Raymond Chandler Didn’t Care About Plot

Raymond Chandler

I’ve always found Raymond Chandler’s writing to be inspirational, sublime, and maddening. I have no idea how many times I’ve read Farewell, My Lovely, and there’s still a lot about it I just don’t get. The work is an adventure tale, a work of art, and a puzzle. Chandler broke a lot of rules. But I, and countless other fans, keep coming back.

This retrospective on Chandler’s unique approach in Literary Hub echoes my feelings toward this gifted and driven artist:

Looking at Chandler’s work in retrospect, it seems fair to say that he wasn’t really a “mystery writer”—or not first and foremost. Plots didn’t interest him much. They were just pegs on which to hang characters and language. His plots were not particularly original but that never bothered him. “Very likely Agatha Christie and Rex Stout write better mysteries. But their words don’t get up and walk. Mine do.” And: “I don’t care whether the mystery is fairly obvious but I do care about the people, about this strange, corrupt world we live in and how any man who tries to be honest looks in the end either sentimental or just plain foolish.”

Story construction and the tying up of loose ends never bothered him. When director Howard Hawks was filming The Big Sleep, he cabled Chandler: “Who killed the chauffeur?” Chandler cabled back: “No idea.”

When he himself collaborated with the young Billy Wilder on what was Chandler’s first Hollywood film, Double Indemnity, Wilder observed that “Chandler was a dilettante. He did not like the structure of a screenplay… He was a mess but he could write a beautiful sentence. ‘There is nothing as empty as an empty swimming pool.’ That is a great line.” He would later give his moody one-time partner credit for being “one of the greatest creative minds I’ve ever encountered.”

I think Chandler’s face reflects the purposeful rebellion and probing intelligence one senses behind the writer’s challenging and endlessly intriguing fiction.

18 thoughts on “Raymond Chandler Didn’t Care About Plot”

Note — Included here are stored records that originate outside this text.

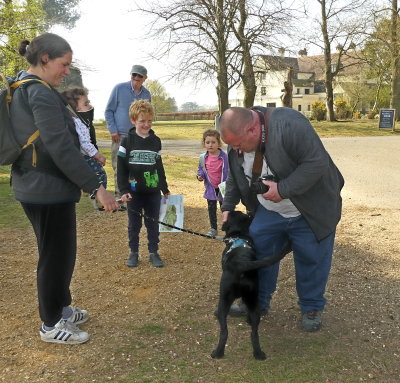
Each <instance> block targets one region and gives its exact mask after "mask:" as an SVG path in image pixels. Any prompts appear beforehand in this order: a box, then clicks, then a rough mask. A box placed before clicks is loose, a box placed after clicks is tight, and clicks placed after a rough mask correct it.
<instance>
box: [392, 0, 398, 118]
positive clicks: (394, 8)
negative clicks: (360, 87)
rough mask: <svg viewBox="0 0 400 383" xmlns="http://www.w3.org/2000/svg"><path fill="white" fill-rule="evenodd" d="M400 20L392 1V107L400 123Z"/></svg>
mask: <svg viewBox="0 0 400 383" xmlns="http://www.w3.org/2000/svg"><path fill="white" fill-rule="evenodd" d="M398 19H399V8H398V6H397V0H392V9H391V23H390V35H391V44H390V48H391V54H392V95H391V99H390V106H391V107H392V108H393V109H396V120H397V121H400V53H399V48H400V45H399V36H398Z"/></svg>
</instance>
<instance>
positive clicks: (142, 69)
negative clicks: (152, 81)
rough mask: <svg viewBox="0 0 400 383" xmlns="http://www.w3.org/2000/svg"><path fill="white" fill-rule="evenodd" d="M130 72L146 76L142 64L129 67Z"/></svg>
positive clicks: (131, 72)
mask: <svg viewBox="0 0 400 383" xmlns="http://www.w3.org/2000/svg"><path fill="white" fill-rule="evenodd" d="M132 73H137V74H140V75H142V76H143V77H144V76H147V69H146V68H145V67H144V66H142V65H134V66H133V67H132V69H131V74H132Z"/></svg>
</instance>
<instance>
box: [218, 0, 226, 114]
mask: <svg viewBox="0 0 400 383" xmlns="http://www.w3.org/2000/svg"><path fill="white" fill-rule="evenodd" d="M216 17H217V21H216V24H217V28H218V32H219V33H218V36H217V67H218V69H217V82H218V85H217V94H218V110H219V113H220V115H221V114H222V113H223V112H224V111H225V110H226V109H228V108H229V82H228V68H227V63H226V53H227V52H226V50H227V47H226V41H225V34H224V30H225V25H224V0H218V1H217V15H216Z"/></svg>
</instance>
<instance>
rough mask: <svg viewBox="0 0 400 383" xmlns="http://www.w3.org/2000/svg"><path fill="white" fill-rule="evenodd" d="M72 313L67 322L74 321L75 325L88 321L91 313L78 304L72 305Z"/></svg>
mask: <svg viewBox="0 0 400 383" xmlns="http://www.w3.org/2000/svg"><path fill="white" fill-rule="evenodd" d="M71 308H72V315H71V316H70V317H69V318H67V322H69V323H72V324H74V325H78V324H82V323H85V322H87V321H88V319H89V314H88V312H87V311H86V310H82V309H81V308H80V307H78V306H71Z"/></svg>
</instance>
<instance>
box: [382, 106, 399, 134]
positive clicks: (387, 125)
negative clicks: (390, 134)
mask: <svg viewBox="0 0 400 383" xmlns="http://www.w3.org/2000/svg"><path fill="white" fill-rule="evenodd" d="M395 115H396V109H379V126H378V128H379V129H392V130H393V131H394V124H395V121H396V120H395Z"/></svg>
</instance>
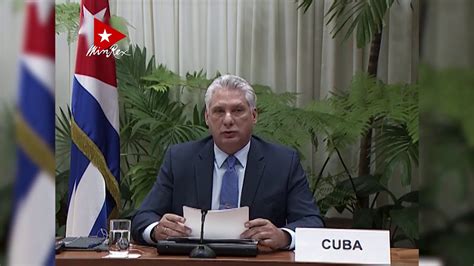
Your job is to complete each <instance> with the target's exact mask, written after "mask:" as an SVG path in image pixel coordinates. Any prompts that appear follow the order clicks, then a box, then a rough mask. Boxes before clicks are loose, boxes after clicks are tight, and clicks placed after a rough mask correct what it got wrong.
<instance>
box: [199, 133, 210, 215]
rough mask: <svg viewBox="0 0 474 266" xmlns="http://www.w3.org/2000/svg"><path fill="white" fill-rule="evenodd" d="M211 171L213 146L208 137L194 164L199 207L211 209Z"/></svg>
mask: <svg viewBox="0 0 474 266" xmlns="http://www.w3.org/2000/svg"><path fill="white" fill-rule="evenodd" d="M213 171H214V146H213V142H212V139H210V140H209V141H208V142H207V143H206V144H205V145H204V148H203V149H202V150H201V151H200V152H199V156H198V161H197V162H196V165H195V178H196V189H197V199H198V206H199V207H200V208H201V209H206V210H210V209H211V199H212V176H213Z"/></svg>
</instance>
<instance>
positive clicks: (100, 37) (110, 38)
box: [94, 18, 126, 49]
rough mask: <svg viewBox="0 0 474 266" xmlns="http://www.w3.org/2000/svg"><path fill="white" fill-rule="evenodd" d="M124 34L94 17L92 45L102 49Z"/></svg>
mask: <svg viewBox="0 0 474 266" xmlns="http://www.w3.org/2000/svg"><path fill="white" fill-rule="evenodd" d="M125 37H126V36H125V34H123V33H121V32H119V31H117V30H115V29H114V28H112V27H110V26H109V25H107V24H105V23H103V22H102V21H100V20H98V19H96V18H94V45H95V46H97V47H100V48H102V49H108V48H109V47H110V46H112V45H113V44H115V43H116V42H118V41H120V40H121V39H123V38H125Z"/></svg>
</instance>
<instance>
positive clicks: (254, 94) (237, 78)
mask: <svg viewBox="0 0 474 266" xmlns="http://www.w3.org/2000/svg"><path fill="white" fill-rule="evenodd" d="M220 89H230V90H240V91H242V92H243V93H244V95H245V99H246V100H247V103H248V104H249V106H250V108H252V109H255V108H256V107H257V96H256V95H255V91H254V90H253V88H252V86H250V84H249V83H248V82H247V81H246V80H245V79H243V78H241V77H238V76H234V75H224V76H220V77H218V78H216V79H215V80H214V81H213V82H212V83H211V85H209V87H208V88H207V91H206V94H205V95H204V101H205V102H206V109H207V110H209V105H210V104H211V97H212V95H214V93H215V92H216V91H217V90H220Z"/></svg>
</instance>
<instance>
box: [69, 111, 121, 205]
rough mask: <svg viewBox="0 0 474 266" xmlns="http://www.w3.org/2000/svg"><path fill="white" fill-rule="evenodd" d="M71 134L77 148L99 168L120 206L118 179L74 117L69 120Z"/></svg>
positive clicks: (108, 186)
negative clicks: (70, 123) (75, 144)
mask: <svg viewBox="0 0 474 266" xmlns="http://www.w3.org/2000/svg"><path fill="white" fill-rule="evenodd" d="M71 135H72V139H73V141H74V144H76V146H77V148H78V149H79V150H80V151H81V152H82V153H84V155H85V156H86V157H87V158H88V159H89V160H90V161H91V163H92V164H94V166H96V167H97V168H98V169H99V172H100V174H101V175H102V177H103V178H104V180H105V184H106V187H107V190H108V191H109V192H110V194H111V195H112V197H113V198H114V201H115V203H116V206H120V190H119V185H118V179H117V178H116V177H114V176H113V174H112V173H111V171H110V169H109V168H108V167H107V165H106V161H105V158H104V155H103V154H102V153H101V152H100V151H99V148H98V147H97V146H96V145H95V143H94V142H93V141H92V140H91V139H89V138H88V137H87V135H86V134H85V133H84V132H83V131H82V130H81V128H79V126H78V125H77V124H76V122H75V120H74V119H72V121H71ZM118 155H119V154H118ZM81 182H82V181H81ZM76 187H78V186H76Z"/></svg>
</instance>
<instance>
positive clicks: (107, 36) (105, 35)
mask: <svg viewBox="0 0 474 266" xmlns="http://www.w3.org/2000/svg"><path fill="white" fill-rule="evenodd" d="M97 35H99V36H100V38H101V39H100V42H103V41H107V42H110V41H109V36H110V35H112V34H111V33H107V31H106V30H105V29H104V32H102V33H99V34H97Z"/></svg>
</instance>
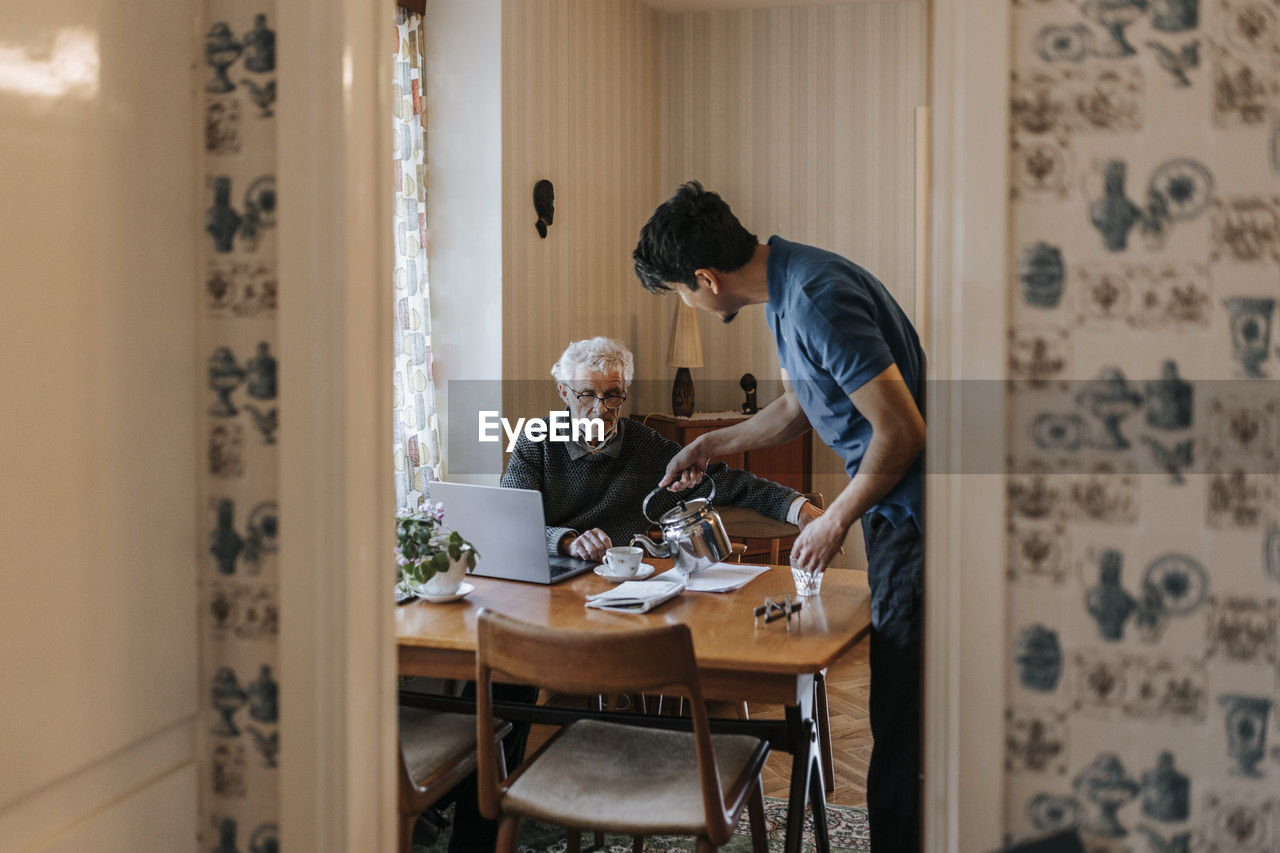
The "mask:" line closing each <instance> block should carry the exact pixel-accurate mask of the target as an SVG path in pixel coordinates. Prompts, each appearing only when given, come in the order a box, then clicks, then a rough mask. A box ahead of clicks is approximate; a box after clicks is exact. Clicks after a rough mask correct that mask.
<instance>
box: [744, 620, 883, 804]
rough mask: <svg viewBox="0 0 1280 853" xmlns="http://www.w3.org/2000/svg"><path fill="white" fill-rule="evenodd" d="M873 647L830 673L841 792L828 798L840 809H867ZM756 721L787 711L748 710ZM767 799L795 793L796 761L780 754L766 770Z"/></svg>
mask: <svg viewBox="0 0 1280 853" xmlns="http://www.w3.org/2000/svg"><path fill="white" fill-rule="evenodd" d="M868 648H869V642H868V640H865V639H864V640H863V642H860V643H859V644H858V646H855V647H854V648H851V649H850V651H849V652H846V653H845V656H844V657H841V658H840V660H837V661H836V663H835V665H833V666H832V667H831V669H829V670H827V704H828V708H829V711H831V753H832V761H833V763H835V765H836V790H835V793H832V794H831V795H828V797H827V802H828V803H836V804H837V806H865V804H867V767H868V765H870V760H872V729H870V722H869V721H868V717H867V698H868V697H869V695H870V684H872V669H870V662H869V661H868V657H867V654H868ZM748 711H749V712H750V715H751V719H753V720H754V719H762V720H772V719H781V717H782V708H781V707H777V706H773V707H769V706H758V704H755V703H751V704H749V706H748ZM762 779H763V781H764V795H765V797H783V798H785V797H786V795H787V793H788V792H790V790H791V756H787V754H785V753H774V754H771V756H769V760H768V762H767V763H765V765H764V774H763V776H762Z"/></svg>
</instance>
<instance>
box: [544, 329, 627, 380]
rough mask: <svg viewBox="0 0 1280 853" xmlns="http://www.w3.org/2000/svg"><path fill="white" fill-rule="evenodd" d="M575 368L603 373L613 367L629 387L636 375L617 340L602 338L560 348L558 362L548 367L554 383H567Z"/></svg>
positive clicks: (590, 340)
mask: <svg viewBox="0 0 1280 853" xmlns="http://www.w3.org/2000/svg"><path fill="white" fill-rule="evenodd" d="M577 368H586V369H588V370H596V371H599V373H607V371H609V370H613V369H614V368H621V369H622V380H623V382H625V383H626V384H628V386H630V384H631V379H632V378H634V377H635V374H636V365H635V359H634V357H632V355H631V351H630V350H627V348H626V347H625V346H622V342H621V341H616V339H613V338H605V337H603V336H600V337H594V338H588V339H585V341H575V342H573V343H571V345H568V346H567V347H564V352H562V353H561V357H559V361H557V362H556V364H553V365H552V375H553V377H554V378H556V382H570V380H572V379H573V373H575V371H576V369H577Z"/></svg>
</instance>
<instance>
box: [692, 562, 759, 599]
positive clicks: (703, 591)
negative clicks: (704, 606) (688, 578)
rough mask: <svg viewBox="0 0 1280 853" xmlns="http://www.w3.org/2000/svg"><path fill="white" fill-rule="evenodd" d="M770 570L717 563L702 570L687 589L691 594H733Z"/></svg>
mask: <svg viewBox="0 0 1280 853" xmlns="http://www.w3.org/2000/svg"><path fill="white" fill-rule="evenodd" d="M768 570H769V567H768V566H750V565H730V564H727V562H717V564H716V565H713V566H708V567H705V569H700V570H699V571H698V573H696V574H695V575H694V576H692V578H690V579H689V585H686V587H685V589H687V590H690V592H733V590H735V589H741V588H742V587H745V585H748V584H749V583H751V581H753V580H755V579H756V578H759V576H760V575H763V574H764V573H765V571H768Z"/></svg>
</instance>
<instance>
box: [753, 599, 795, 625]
mask: <svg viewBox="0 0 1280 853" xmlns="http://www.w3.org/2000/svg"><path fill="white" fill-rule="evenodd" d="M803 607H804V602H800V601H797V602H792V601H791V596H783V597H782V603H781V605H780V603H778V602H776V601H773V599H772V598H769V597H768V596H765V597H764V603H763V605H760V606H759V607H756V608H755V610H753V611H751V613H753V619H751V624H753V625H754V626H755V628H759V626H760V616H764V624H765V625H768V624H769V622H772V621H774V620H777V619H786V620H787V630H791V616H795V617H796V619H800V610H801V608H803Z"/></svg>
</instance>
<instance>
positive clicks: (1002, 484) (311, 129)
mask: <svg viewBox="0 0 1280 853" xmlns="http://www.w3.org/2000/svg"><path fill="white" fill-rule="evenodd" d="M927 13H928V15H929V18H931V32H932V38H931V45H932V47H931V49H929V53H931V63H929V65H931V77H929V90H931V99H929V100H931V104H932V120H931V122H929V124H931V126H932V151H933V154H932V199H931V201H929V206H931V210H932V228H931V242H932V246H931V251H929V256H931V259H932V263H931V273H932V274H931V279H929V282H928V293H929V318H928V325H927V328H925V329H924V333H925V341H927V351H928V352H929V353H931V362H929V379H931V382H929V388H928V402H927V405H928V412H929V424H931V430H929V447H928V453H929V460H931V461H929V471H931V473H929V475H928V478H927V483H925V493H927V521H925V526H927V530H928V537H927V540H928V555H929V556H928V558H929V565H931V567H932V570H931V573H929V580H928V583H927V587H925V608H927V610H925V620H927V621H925V654H927V660H928V661H929V666H928V670H927V672H925V752H924V761H925V765H924V770H925V781H924V800H923V802H924V815H925V849H928V850H931V852H942V850H946V852H952V850H955V852H959V850H973V849H992V848H996V847H998V845H1000V843H1001V839H1000V827H1002V826H1004V806H1002V797H1004V792H1002V785H1001V784H992V780H1001V779H1002V775H1004V771H1002V754H1004V745H1002V729H1004V695H1005V692H1004V686H1005V661H1006V654H1007V652H1006V649H1007V644H1006V638H1005V633H1006V630H1005V620H1004V619H1002V615H1004V612H1005V589H1004V564H1005V530H1004V517H1005V514H1004V505H1005V483H1004V475H1002V474H1001V473H1000V471H998V470H991V471H989V473H982V474H969V473H966V471H970V470H974V469H972V467H969V466H966V462H972V461H973V460H974V459H978V457H979V456H980V448H975V447H973V446H972V443H966V442H965V441H964V437H965V435H966V430H965V425H966V424H975V423H979V420H980V423H982V424H983V428H984V429H986V430H987V433H986V434H984V439H986V442H988V443H991V442H995V446H996V447H1004V434H1002V430H1000V432H998V434H996V435H992V434H991V433H989V429H988V428H989V425H991V424H992V420H993V419H992V416H991V412H989V411H988V410H983V411H974V410H973V409H974V406H973V402H972V396H970V402H969V403H968V405H966V402H965V397H964V396H963V394H961V389H963V386H964V382H960V380H965V382H968V380H975V379H983V380H992V382H998V380H1004V378H1005V375H1006V366H1005V365H1006V352H1005V333H1004V332H1005V328H1006V316H1007V307H1006V298H1007V261H1006V259H1007V257H1009V255H1007V223H1009V218H1007V214H1009V205H1007V192H1006V187H1007V175H1009V142H1007V127H1009V123H1007V111H1009V70H1010V56H1009V54H1010V44H1011V42H1010V18H1011V14H1010V8H1009V4H1007V0H968V1H966V3H963V4H961V3H960V0H933V3H932V4H928V6H927ZM278 14H279V18H280V19H282V20H289V22H291V29H289V37H287V38H284V37H282V40H280V44H279V59H280V64H279V90H280V99H279V102H278V105H276V111H278V117H279V118H278V127H279V173H278V184H279V187H280V209H282V215H280V225H279V236H280V311H279V328H280V352H282V355H280V406H282V410H283V416H282V427H280V510H282V515H280V517H282V533H280V535H282V539H283V547H282V548H280V613H282V631H280V658H282V666H280V693H282V701H280V706H282V708H280V711H282V729H284V736H283V739H282V751H280V792H282V802H280V830H282V843H283V844H284V845H285V847H287V848H288V849H294V848H297V849H315V850H343V849H348V850H356V849H358V850H375V852H388V853H389V852H390V850H393V849H394V847H396V820H394V811H396V762H394V748H396V690H394V685H396V679H394V675H396V654H394V631H393V613H392V610H390V607H389V606H388V603H387V602H388V594H387V593H388V585H389V584H388V583H387V581H388V575H387V573H388V571H389V569H387V567H389V566H392V565H394V564H393V557H392V540H390V535H389V533H388V530H387V529H385V524H384V523H385V520H387V519H389V517H392V516H393V515H394V506H393V503H394V500H393V494H394V491H393V488H392V465H390V460H392V455H390V435H392V429H390V412H392V401H390V383H389V382H385V378H387V377H389V375H390V373H392V355H390V353H392V329H390V323H392V314H390V311H389V310H388V306H387V305H385V300H384V298H383V296H384V292H383V288H379V287H375V286H370V282H390V275H392V261H390V252H389V251H380V247H383V246H384V240H383V237H381V236H387V234H389V233H390V211H392V204H393V202H392V192H390V182H389V181H387V179H385V177H388V175H390V173H392V172H390V169H392V164H390V150H392V149H390V122H389V119H388V120H383V119H384V117H389V115H390V110H392V96H390V76H389V74H385V73H384V72H385V65H387V61H385V58H387V56H389V55H390V54H392V31H390V26H389V23H388V22H389V20H392V15H393V14H394V5H393V0H380V1H379V3H369V0H280V1H279V6H278ZM992 187H996V188H997V190H996V191H995V192H993V191H992ZM965 223H978V224H977V225H975V227H973V228H966V227H965ZM988 223H1000V227H997V228H991V227H984V225H987V224H988ZM388 240H389V238H388ZM993 330H995V333H993ZM979 397H983V398H986V397H987V394H979ZM997 398H1000V400H1002V396H998V394H997ZM995 423H997V424H1001V425H1002V424H1004V416H1002V415H1000V416H998V418H996V419H995ZM977 470H982V469H977ZM992 612H995V613H998V615H1001V617H998V619H997V620H996V621H995V628H992V624H991V621H989V620H966V619H965V615H966V613H992ZM370 683H375V684H378V685H380V686H379V688H378V689H370V688H369V685H370Z"/></svg>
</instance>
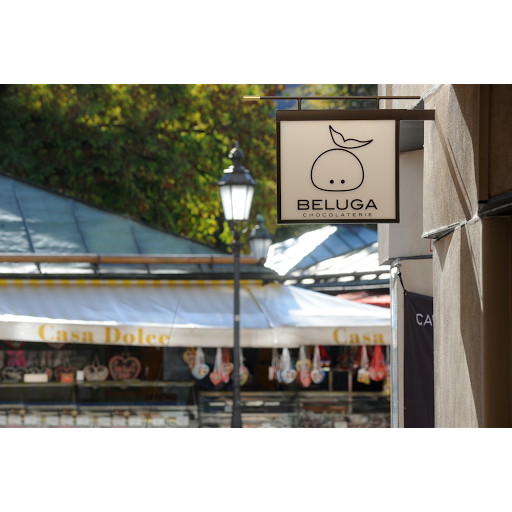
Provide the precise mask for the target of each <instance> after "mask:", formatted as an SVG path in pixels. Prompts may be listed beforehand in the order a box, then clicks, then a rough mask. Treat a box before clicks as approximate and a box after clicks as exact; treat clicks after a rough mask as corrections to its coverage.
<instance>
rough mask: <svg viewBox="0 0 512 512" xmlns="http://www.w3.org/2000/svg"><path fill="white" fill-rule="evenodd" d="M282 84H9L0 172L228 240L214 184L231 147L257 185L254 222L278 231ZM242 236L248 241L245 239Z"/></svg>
mask: <svg viewBox="0 0 512 512" xmlns="http://www.w3.org/2000/svg"><path fill="white" fill-rule="evenodd" d="M282 88H283V87H282V86H281V85H280V84H245V85H241V84H11V85H8V86H4V87H3V88H2V89H1V90H0V93H1V96H0V170H2V171H5V172H10V173H12V174H14V175H17V176H20V177H22V178H25V179H27V180H30V181H32V182H35V183H38V184H42V185H46V186H49V187H52V188H54V189H57V190H59V191H62V192H66V193H69V194H71V195H73V196H76V197H79V198H81V199H84V200H87V201H91V202H92V203H94V204H97V205H102V206H105V207H108V208H111V209H113V210H116V211H119V212H122V213H126V214H128V215H131V216H134V217H137V218H140V219H142V220H145V221H147V222H149V223H151V224H153V225H156V226H160V227H163V228H165V229H170V230H172V231H174V232H176V233H180V234H182V235H185V236H189V237H191V238H194V239H196V240H200V241H203V242H206V243H210V244H217V245H219V246H224V244H228V243H230V242H231V233H230V232H229V229H228V227H227V223H226V222H223V216H222V212H221V204H220V197H219V192H218V188H217V186H216V181H217V180H218V179H219V178H220V177H221V176H222V172H223V169H225V168H226V167H227V166H229V165H230V164H231V161H230V160H229V158H227V155H228V154H229V151H230V150H231V148H232V147H233V143H234V141H235V140H238V141H239V143H240V147H241V149H242V150H243V151H244V153H245V160H244V162H243V163H244V165H245V166H246V167H247V168H248V169H249V170H250V172H251V175H252V176H253V177H254V178H255V179H256V180H257V181H258V182H259V186H258V188H257V191H256V194H255V198H254V202H253V209H252V211H253V213H254V215H253V217H255V216H256V212H258V211H261V212H262V213H264V215H265V217H266V219H267V227H268V229H269V230H270V232H274V231H275V229H276V182H275V180H276V178H275V175H276V173H275V170H276V138H275V123H274V119H273V117H272V114H273V111H274V109H275V104H272V103H271V102H261V103H252V102H243V101H242V96H243V95H245V94H247V95H277V94H279V93H280V91H281V90H282ZM246 236H247V235H246Z"/></svg>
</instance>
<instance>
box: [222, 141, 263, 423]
mask: <svg viewBox="0 0 512 512" xmlns="http://www.w3.org/2000/svg"><path fill="white" fill-rule="evenodd" d="M243 157H244V154H243V152H242V150H241V149H240V148H239V146H238V142H235V147H234V148H233V149H232V150H231V152H230V153H229V158H231V161H232V162H233V165H230V166H229V168H228V169H224V175H223V176H222V179H221V181H219V182H218V186H219V190H220V199H221V201H222V208H223V210H224V217H225V219H226V220H227V221H228V224H229V228H230V229H231V232H232V233H233V237H234V239H235V241H234V242H233V243H232V244H231V247H232V249H233V255H234V266H235V279H234V289H235V294H234V295H235V322H234V345H233V416H232V419H231V428H242V401H241V396H240V365H241V361H240V249H242V247H243V245H244V244H242V243H241V242H240V234H241V230H240V229H239V225H240V224H244V223H247V222H249V215H250V212H251V204H252V198H253V196H254V187H255V186H256V182H255V181H254V180H253V179H252V178H251V175H250V174H249V171H248V170H247V169H246V168H245V167H244V166H243V165H242V159H243Z"/></svg>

  1. The “who done it”has its place in mystery and suspense. As a reader, I seemed to gravitate to the “How they catch the bad guy” stories. As I developed my own fiction, I found the tales unfolding to be the latter. It’s what I know best. In my “real life” cases the “How to catch..” far outnumbered the “Who done it”. And the characters, both the good and the very bad, are just too much fun to create. Someday I may attempt the twisty turny baffler but there are so many of the others to tell first.